Deprived of our digital assistants, we might experience something far beyond the discomfort of social-media withdrawal—a genuine inability to perform basic cognitive tasks. I've already started hearing anecdotal instances of students struggling to write or think clearly without ChatGPT. While these cases are currently rare, they portend our likely future: each small surrender of agency might seem rational in isolation, but collectively they represent a steady march toward intellectual dependence. From writing summaries to navigating streets to making decisions, we risk normalizing a complete dependence on AI systems.
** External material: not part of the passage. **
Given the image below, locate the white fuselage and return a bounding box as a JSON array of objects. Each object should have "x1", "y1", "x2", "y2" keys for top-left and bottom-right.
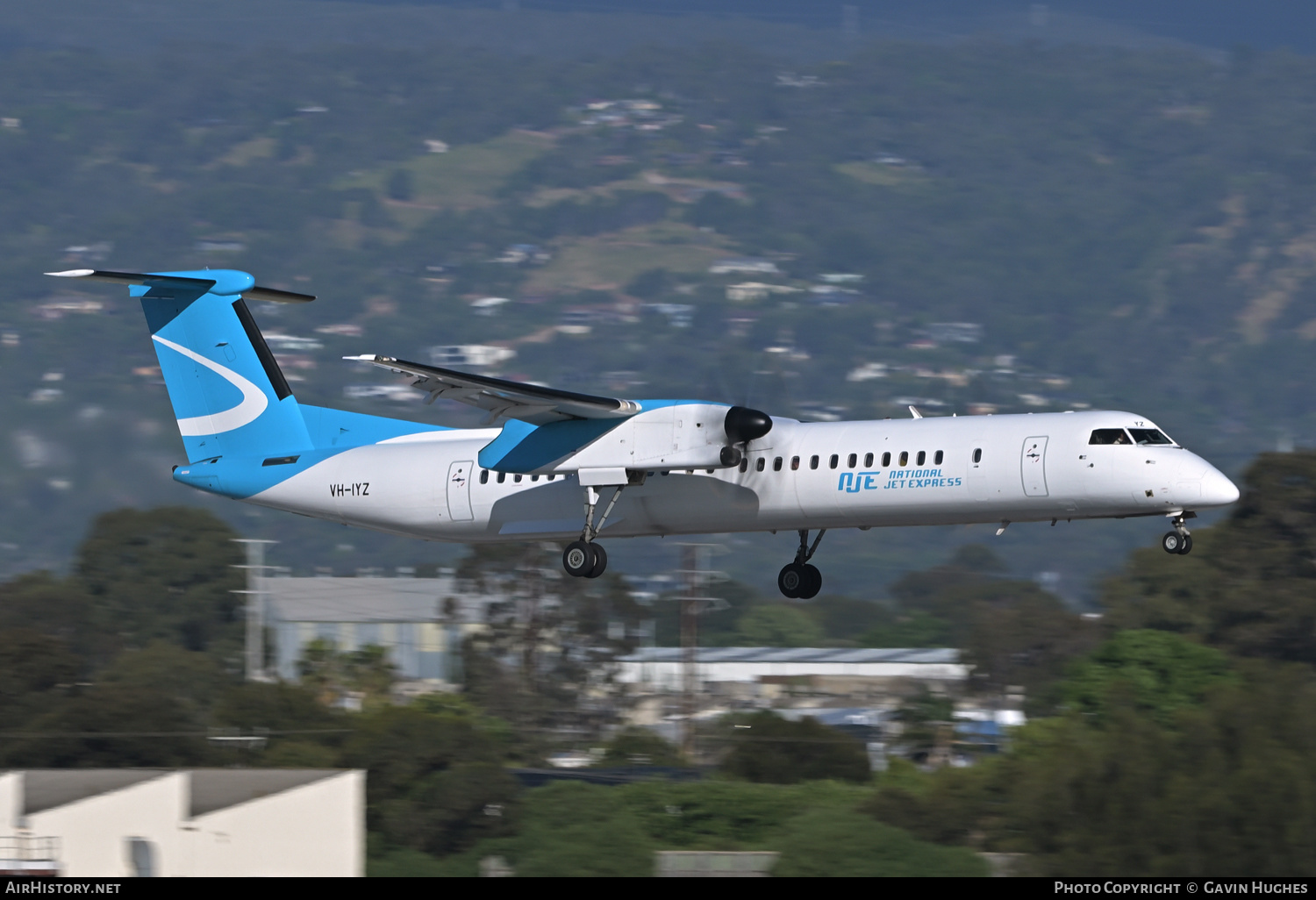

Like the humans in WALL-E, we might find ourselves not in floating chairs controlled by malicious machines, but willingly settled into them through our own gradual surrender of cognitive capabilities, one convenience at a time.
Let me be clear: this cautionary perspective isn’t some Luddite manifesto, nor am I that old cynic from The Simpsons yelling at passing clouds. The o3 model represents an extraordinary leap in AI research, likely to revolutionize fields from medicine to software engineering. I’m certainly not calling for us to halt this progress—nor could I even if I wanted to. The future won’t stand still, but by recognizing how our cognitive muscles might atrophy under constant automation, we can consciously protect our independence of thought. There’s even poetic irony in how AI helped refine parts of this text (Claude 3.5 sonnet, to be precise).
Yet as Plato warned, “The worst of all deceptions is self-deception.” Much like how most modern travelers rely on GPS while a few still navigate by the stars or paper maps, perhaps a committed minority will preserve these fundamental human faculties. Just as those traditional navigators keep alive an ancient art, some of us must sustain the art of reasoning. By deliberately choosing to exercise our minds alongside AI, we ensure that technology remains what it should be—a powerful ally. And when AI merely amplifies our intellect, rather than substitutes for it, we preserve the very essence of what makes us human.